The next day, I was incredibly fortunate to sit down for a Q&A with Berry and Murch, my first taste of how the best audience questions come at the Backlot. Watching Murch, the editor behind the biggest classics of New Hollywood, talk about his ethos for editing and his thought process reminded me, and probably many others, of what makes his book In The Blink of an Eye a necessary read for any film lover.
But as I said, Telluride was Blacker this year too. That much was evident at the festival brunch where John David Washington and Malcolm Washington appeared with “The Piano Lesson,” RaMell Ross and Aunjanue Ellis-Taylor with “Nickel Boys,” Pharrell with “Piece By Piece,” Yashaddai Owens with “Jimmy,” and more. The breadth and depth of these Black projects thickened the thin mountain air with a different sensation, one that expressed a desire to expand the tent of stories regularly available at the festival.
And while Blackness is inherently a political existence, the festival expanded its political footprint with films that speak to this moment. There was “September 5” recounting the terrorist attack at the Munich Olympics in 1972; exiled filmmaker Mohammad Rasoulof’s defiant feminist narrative “The Seed of the Sacred Fig”; the climate change documentary “The White House Effect”; a Palestinian-Isreali collective’s searing documentary “No Other Land”; and the Hillary Clinton-produced abortion film “Zurawski v Texas.”

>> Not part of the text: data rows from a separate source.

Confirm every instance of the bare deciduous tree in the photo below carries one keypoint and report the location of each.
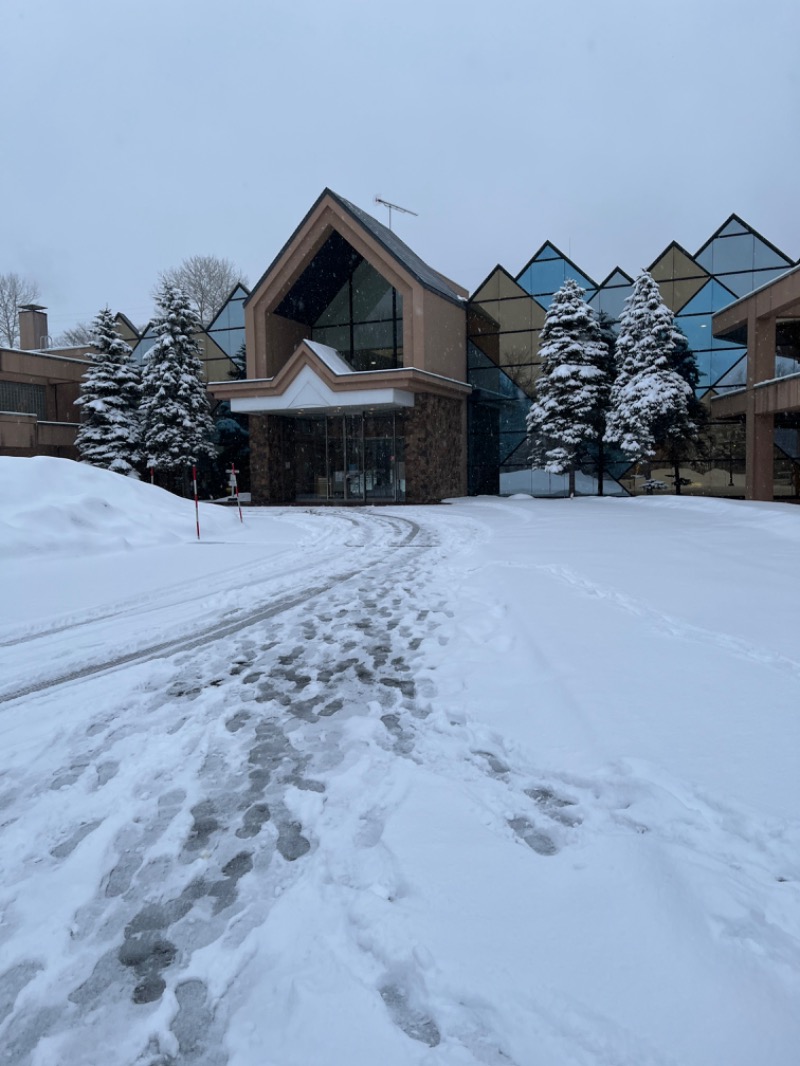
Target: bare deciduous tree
(15, 291)
(207, 280)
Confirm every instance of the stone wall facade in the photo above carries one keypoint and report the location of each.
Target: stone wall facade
(271, 458)
(434, 432)
(435, 449)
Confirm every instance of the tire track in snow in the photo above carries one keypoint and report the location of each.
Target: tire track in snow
(218, 630)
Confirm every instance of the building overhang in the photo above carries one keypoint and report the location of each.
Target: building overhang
(317, 381)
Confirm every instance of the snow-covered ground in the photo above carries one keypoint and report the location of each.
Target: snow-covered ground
(501, 781)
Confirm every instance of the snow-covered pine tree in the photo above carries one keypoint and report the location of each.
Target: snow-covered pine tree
(110, 431)
(177, 426)
(573, 387)
(648, 397)
(681, 437)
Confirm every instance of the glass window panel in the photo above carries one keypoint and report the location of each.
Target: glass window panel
(735, 378)
(338, 310)
(768, 257)
(721, 362)
(704, 368)
(371, 294)
(698, 330)
(732, 228)
(712, 297)
(611, 300)
(373, 335)
(739, 284)
(229, 340)
(516, 348)
(729, 254)
(337, 337)
(515, 313)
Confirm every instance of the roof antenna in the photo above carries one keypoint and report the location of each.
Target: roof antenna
(395, 207)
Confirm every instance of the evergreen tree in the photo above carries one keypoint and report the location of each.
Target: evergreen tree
(573, 387)
(110, 431)
(648, 398)
(177, 426)
(680, 436)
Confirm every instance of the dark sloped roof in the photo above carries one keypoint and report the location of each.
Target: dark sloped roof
(428, 277)
(400, 251)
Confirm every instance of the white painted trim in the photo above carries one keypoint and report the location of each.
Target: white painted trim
(308, 392)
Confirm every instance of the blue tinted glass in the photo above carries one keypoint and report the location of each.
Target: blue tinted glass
(232, 313)
(740, 284)
(721, 362)
(704, 369)
(697, 329)
(546, 275)
(736, 376)
(732, 228)
(767, 257)
(611, 300)
(229, 340)
(729, 254)
(712, 297)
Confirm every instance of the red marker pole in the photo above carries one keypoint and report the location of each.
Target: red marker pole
(196, 504)
(236, 489)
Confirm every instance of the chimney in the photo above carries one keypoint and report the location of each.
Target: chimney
(33, 334)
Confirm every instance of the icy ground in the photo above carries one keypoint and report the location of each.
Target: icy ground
(502, 781)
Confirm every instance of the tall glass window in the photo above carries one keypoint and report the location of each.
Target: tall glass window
(364, 321)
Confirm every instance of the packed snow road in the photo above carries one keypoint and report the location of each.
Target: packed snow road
(230, 601)
(508, 782)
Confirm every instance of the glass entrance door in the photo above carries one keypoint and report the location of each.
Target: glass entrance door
(350, 457)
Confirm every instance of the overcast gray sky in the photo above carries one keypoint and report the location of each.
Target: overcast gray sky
(138, 133)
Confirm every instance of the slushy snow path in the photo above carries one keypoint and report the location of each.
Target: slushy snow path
(504, 781)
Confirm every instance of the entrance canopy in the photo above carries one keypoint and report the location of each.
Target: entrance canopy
(317, 381)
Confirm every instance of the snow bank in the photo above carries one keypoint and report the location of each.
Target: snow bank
(64, 507)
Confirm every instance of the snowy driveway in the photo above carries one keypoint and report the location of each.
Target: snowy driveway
(385, 787)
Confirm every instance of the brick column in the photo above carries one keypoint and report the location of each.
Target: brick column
(435, 449)
(271, 458)
(760, 463)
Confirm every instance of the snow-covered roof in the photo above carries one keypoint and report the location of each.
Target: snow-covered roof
(330, 356)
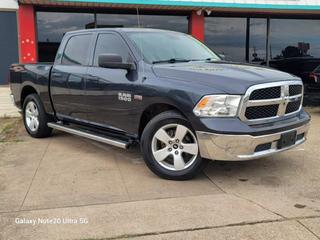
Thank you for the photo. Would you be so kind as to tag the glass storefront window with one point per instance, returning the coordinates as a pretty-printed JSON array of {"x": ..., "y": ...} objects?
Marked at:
[
  {"x": 294, "y": 38},
  {"x": 258, "y": 40},
  {"x": 51, "y": 26},
  {"x": 174, "y": 23},
  {"x": 226, "y": 36},
  {"x": 295, "y": 46}
]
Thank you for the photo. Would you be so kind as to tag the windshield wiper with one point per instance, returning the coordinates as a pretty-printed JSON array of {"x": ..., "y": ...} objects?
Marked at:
[{"x": 171, "y": 60}]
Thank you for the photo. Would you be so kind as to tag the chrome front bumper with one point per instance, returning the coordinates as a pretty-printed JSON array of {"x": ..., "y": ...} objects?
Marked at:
[{"x": 244, "y": 147}]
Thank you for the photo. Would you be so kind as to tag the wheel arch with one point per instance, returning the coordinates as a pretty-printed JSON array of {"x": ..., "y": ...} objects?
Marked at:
[
  {"x": 152, "y": 110},
  {"x": 26, "y": 90}
]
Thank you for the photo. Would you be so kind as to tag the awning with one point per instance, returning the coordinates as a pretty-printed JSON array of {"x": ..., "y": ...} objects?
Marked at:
[{"x": 296, "y": 6}]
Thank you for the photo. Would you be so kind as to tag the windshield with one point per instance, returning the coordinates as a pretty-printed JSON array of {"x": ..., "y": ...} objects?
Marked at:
[{"x": 171, "y": 47}]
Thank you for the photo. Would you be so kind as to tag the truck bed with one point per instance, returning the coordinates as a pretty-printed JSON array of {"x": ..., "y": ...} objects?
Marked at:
[{"x": 22, "y": 76}]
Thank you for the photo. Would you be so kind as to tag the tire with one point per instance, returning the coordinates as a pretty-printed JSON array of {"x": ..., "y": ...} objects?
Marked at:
[
  {"x": 35, "y": 118},
  {"x": 153, "y": 150}
]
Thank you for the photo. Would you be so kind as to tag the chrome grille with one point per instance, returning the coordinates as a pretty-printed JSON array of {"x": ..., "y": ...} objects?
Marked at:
[
  {"x": 266, "y": 93},
  {"x": 269, "y": 101}
]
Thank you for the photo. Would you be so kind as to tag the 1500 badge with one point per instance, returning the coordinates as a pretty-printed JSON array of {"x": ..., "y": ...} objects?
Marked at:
[{"x": 127, "y": 97}]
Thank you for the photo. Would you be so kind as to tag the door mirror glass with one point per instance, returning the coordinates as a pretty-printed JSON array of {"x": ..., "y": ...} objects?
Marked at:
[
  {"x": 222, "y": 56},
  {"x": 113, "y": 61}
]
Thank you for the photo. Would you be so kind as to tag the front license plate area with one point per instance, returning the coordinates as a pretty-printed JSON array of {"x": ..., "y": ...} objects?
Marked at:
[{"x": 287, "y": 139}]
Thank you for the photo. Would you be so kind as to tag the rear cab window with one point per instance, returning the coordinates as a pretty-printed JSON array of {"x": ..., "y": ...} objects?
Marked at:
[
  {"x": 109, "y": 43},
  {"x": 77, "y": 50}
]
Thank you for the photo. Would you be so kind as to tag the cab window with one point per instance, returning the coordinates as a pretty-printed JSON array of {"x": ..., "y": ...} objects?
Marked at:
[
  {"x": 77, "y": 50},
  {"x": 111, "y": 44}
]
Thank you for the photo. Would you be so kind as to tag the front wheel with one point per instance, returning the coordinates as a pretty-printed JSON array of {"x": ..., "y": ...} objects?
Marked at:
[
  {"x": 35, "y": 118},
  {"x": 170, "y": 147}
]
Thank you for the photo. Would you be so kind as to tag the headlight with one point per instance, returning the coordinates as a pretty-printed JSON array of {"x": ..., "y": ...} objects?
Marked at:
[{"x": 217, "y": 106}]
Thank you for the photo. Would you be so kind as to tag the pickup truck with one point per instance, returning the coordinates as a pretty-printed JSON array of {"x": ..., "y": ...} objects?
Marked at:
[{"x": 163, "y": 90}]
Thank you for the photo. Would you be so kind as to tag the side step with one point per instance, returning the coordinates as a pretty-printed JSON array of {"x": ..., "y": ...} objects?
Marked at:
[{"x": 90, "y": 135}]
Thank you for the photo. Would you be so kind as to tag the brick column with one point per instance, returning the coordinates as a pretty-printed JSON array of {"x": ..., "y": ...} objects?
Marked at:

Telluride also confronted its checkered history by programming Andres Veiel’s “Riefenstahl,” a startling documentary about the disgraced Nazi filmmaker behind “Triumph of the Will.” In 1974, the festival honored Riefenstahl’s career. When asked about the controversy surrounding the director, “Sunset Boulevard” actress Gloria Swanson, who was also being honored by the festival alongside Riefenstahl, replied to The New York Times: “Why? Is Leni Riefenstahl waving a Nazi flag? I thought Hitler was dead,” she continued. “Why don’t you ask about me? I don’t want to talk about scandal. There has been plenty of rumor and scandal about me. Why don’t you ask me about that?”
I was fortunate enough to speak to Veiel after introducing the film, a picture that so succinctly revealed the contradictions in Riefenstahl’s personal accounts of her life as to make it nearly impossible to ever separate her from her vile art.
After spending a few days jumping from theater to theater and having coffee with Payal Kapadia, the brilliant filmmaker behind “All We Imagine as Light,” or ducking into parties where the biggest star was the adorable Great Dane from Scott McGehee and David Siegel’s “The Friend”—it was time to board the bus back home to the airport. On that bus was Veiel, still beaming from his breakout success at Venice and Telluride. After miles after miles, the mountains shrunk into cracked plains, and for the first time, I began to miss the trees, the celestial stars, and the atmosphere of the “Show.”